Training courses include online and distance learning which is good for gaining basic knowledge and skills or for updating skills which every qualified electrician has to undertake.
Video course can also work well and there are a number of them that are available on the internet.
Some colleges offer a home study and college practical combination which provides students with the opportunity to get the all-important practical experience. This is particularly useful if you are still employed in your old job and wish to carry on whilst training. You should bear in mind that this way of studying will mean it takes you longer to qualify. You can also undertake NVQ level 3 courses in this way and colleges offering this often have personal tuition available for distance learners if they need it.
The best option still remains the classroom-based courses which combine the theoretical part with the practical part in the workshop area. The main reason is that it will always be around your teacher that will advise, supervise and answer to all your questions. In this way the chances to pass each examination increase considerably. Statistics show that the graduation rate is higher for students who attend electrical classroom-based courses.

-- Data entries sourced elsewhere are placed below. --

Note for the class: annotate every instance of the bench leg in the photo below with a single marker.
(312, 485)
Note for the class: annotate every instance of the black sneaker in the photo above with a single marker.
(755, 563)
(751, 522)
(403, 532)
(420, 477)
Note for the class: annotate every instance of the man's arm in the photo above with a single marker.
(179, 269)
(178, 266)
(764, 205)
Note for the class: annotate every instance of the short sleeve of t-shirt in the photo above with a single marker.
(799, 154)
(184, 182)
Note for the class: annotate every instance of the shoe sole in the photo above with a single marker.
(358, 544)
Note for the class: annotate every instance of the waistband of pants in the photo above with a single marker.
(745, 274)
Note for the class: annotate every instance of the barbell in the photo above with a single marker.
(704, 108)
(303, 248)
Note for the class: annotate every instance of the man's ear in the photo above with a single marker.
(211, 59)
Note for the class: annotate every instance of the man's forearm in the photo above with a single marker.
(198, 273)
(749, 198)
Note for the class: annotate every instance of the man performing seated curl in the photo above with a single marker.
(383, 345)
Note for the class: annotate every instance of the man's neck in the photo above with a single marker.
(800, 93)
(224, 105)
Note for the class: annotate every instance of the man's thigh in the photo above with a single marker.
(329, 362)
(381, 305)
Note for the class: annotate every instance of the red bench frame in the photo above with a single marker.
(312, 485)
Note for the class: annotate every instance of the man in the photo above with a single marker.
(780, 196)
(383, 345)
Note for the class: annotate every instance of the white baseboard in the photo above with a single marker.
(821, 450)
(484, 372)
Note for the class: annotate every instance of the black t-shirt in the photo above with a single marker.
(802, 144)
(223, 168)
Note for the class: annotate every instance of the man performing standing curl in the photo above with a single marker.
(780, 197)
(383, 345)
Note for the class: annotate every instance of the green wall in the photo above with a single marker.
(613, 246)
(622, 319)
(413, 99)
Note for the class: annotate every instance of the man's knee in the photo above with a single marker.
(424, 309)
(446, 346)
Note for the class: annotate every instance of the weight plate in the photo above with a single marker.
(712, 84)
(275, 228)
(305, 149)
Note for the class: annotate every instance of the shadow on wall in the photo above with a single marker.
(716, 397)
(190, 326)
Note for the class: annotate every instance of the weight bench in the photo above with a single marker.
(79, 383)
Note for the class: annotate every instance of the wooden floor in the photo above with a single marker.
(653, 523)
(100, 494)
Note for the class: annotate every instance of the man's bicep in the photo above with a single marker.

Thinking About Your Career in the Right Way
If you start out on your career, thinking about it in the right way you will be far more successful. Don’t just think of an electrician’s job as just like any other one. There is far more to it than just learning how to install and troubleshoot wiring circuits. You will also need to understand the legal regulations that control how the wiring is installed and you will need to prove that you can comply with the standards. Whatever work they are undertaking, an electrician should always put safety and concern for others at the front of their mind.
As an apprentice, you will work alongside an experienced electrician and you need to take every opportunity to learn from them. It won’t be long before you realize that there are numerous ways of doing each job and that every individual will have their own favored way. Watch each electrician you work with, understand their methods and work out what is the best method for you. This will help you build up your own knowledge and experience more quickly.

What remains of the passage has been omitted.